高市首相が石油備蓄放出やガソリン価格抑制を表明する前には、石油元売り最大手のENEOS(エネオス)が12日以降の値上げをアプリの登録者に通知するなどしたため、系列の県内のガソリンスタンドでは11日、駆け込みで給油しようとする車が長い列をなした。東日本大震災後の給油の混乱を重ねる利用者もいた。
宇都宮市内のエネオス系列のガソリンスタンドでは午後7時50分ごろ、約150メートルの行列ができ、従業員が誘導に追われた。
日光市板橋、保育士福田理恵(ふくだりえ)さん(56)は店舗からの配信メールで12日からの値上がりを知り、給油を急いだ。「暫定税率がなくなって、やっと安定した価格で入れられると思ったのに…」と突然の値上がりに困惑を隠せない。

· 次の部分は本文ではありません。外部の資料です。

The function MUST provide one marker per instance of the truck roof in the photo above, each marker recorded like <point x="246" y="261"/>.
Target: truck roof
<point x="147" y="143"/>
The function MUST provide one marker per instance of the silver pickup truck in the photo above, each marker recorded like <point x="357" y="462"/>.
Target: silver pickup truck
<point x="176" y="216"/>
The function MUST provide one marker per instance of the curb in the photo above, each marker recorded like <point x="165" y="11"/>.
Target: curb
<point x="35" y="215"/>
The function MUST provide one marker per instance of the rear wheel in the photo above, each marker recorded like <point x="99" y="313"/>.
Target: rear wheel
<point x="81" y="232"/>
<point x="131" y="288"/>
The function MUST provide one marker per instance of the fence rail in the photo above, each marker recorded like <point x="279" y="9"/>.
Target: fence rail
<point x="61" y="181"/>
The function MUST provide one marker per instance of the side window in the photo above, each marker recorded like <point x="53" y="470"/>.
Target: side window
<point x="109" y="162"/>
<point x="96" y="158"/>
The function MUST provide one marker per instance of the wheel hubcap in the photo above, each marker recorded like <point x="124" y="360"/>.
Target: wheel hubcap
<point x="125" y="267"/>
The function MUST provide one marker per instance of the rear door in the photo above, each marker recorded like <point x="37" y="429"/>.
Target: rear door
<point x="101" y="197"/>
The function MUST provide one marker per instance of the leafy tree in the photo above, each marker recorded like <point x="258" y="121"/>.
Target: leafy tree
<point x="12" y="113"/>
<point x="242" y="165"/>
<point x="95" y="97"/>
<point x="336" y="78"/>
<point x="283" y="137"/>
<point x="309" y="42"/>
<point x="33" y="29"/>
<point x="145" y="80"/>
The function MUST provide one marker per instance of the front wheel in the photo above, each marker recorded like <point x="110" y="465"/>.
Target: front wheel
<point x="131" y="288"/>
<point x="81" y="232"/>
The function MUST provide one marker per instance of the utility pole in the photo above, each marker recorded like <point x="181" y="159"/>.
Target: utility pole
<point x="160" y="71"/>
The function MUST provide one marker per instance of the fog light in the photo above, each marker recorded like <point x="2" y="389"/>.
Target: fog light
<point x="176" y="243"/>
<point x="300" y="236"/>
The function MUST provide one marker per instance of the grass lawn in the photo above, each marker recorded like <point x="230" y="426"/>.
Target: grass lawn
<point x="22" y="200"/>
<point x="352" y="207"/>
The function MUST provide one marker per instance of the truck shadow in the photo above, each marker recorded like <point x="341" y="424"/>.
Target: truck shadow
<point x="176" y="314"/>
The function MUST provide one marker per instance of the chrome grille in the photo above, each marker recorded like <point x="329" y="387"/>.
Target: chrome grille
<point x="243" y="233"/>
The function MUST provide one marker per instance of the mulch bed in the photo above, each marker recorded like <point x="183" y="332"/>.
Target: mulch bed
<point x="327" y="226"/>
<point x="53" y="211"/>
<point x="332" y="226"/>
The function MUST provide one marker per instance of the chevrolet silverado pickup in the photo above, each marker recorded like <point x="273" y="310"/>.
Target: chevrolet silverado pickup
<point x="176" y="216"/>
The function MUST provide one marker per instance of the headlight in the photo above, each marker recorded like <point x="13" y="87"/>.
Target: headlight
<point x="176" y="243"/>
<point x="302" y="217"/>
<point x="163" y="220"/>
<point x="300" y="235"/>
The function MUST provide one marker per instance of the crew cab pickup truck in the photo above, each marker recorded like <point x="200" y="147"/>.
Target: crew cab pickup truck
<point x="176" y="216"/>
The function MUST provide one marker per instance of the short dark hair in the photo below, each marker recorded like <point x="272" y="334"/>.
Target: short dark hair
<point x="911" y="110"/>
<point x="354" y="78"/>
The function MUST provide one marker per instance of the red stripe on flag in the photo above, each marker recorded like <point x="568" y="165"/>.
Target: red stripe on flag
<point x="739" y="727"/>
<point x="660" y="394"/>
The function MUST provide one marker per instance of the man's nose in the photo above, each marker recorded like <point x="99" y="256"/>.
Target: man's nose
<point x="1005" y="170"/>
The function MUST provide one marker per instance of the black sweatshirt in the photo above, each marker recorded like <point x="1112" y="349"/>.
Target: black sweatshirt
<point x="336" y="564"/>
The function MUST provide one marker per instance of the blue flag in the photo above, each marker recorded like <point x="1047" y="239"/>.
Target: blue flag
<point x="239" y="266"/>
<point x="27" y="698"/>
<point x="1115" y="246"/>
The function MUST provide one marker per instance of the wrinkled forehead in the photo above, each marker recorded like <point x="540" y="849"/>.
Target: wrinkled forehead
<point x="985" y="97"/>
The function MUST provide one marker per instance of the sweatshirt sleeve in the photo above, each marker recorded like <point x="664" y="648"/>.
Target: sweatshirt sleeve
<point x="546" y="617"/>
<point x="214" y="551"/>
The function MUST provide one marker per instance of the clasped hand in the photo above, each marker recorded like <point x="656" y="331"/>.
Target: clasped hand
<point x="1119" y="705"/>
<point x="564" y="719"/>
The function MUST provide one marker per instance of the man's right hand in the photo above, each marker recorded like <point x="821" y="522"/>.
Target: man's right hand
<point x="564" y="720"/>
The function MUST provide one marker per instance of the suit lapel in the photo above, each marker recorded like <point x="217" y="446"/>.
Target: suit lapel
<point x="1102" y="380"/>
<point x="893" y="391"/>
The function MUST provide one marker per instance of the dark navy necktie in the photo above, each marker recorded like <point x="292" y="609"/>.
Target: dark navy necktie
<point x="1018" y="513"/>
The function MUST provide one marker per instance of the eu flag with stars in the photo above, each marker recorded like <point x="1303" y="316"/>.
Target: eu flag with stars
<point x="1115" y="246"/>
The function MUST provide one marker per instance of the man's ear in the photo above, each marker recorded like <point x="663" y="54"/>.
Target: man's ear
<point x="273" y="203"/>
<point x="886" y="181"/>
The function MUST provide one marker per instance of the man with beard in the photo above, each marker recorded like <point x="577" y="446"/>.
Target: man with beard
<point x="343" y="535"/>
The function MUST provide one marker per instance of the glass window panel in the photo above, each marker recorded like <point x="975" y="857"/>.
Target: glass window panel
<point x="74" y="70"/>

15年前に東日本大震災が発生した日だけに直後に起きた燃料不足の混乱と記憶が重なった。先行きの見えない世界情勢に「早く落ち着いてほしい」と願った。
宇都宮市内の別の店舗でも夕方から列ができ始め、午後8時時点で約200メートルに及んだ。「最後尾」の案内は後方へとずれ、列が途絶える気配はなかった。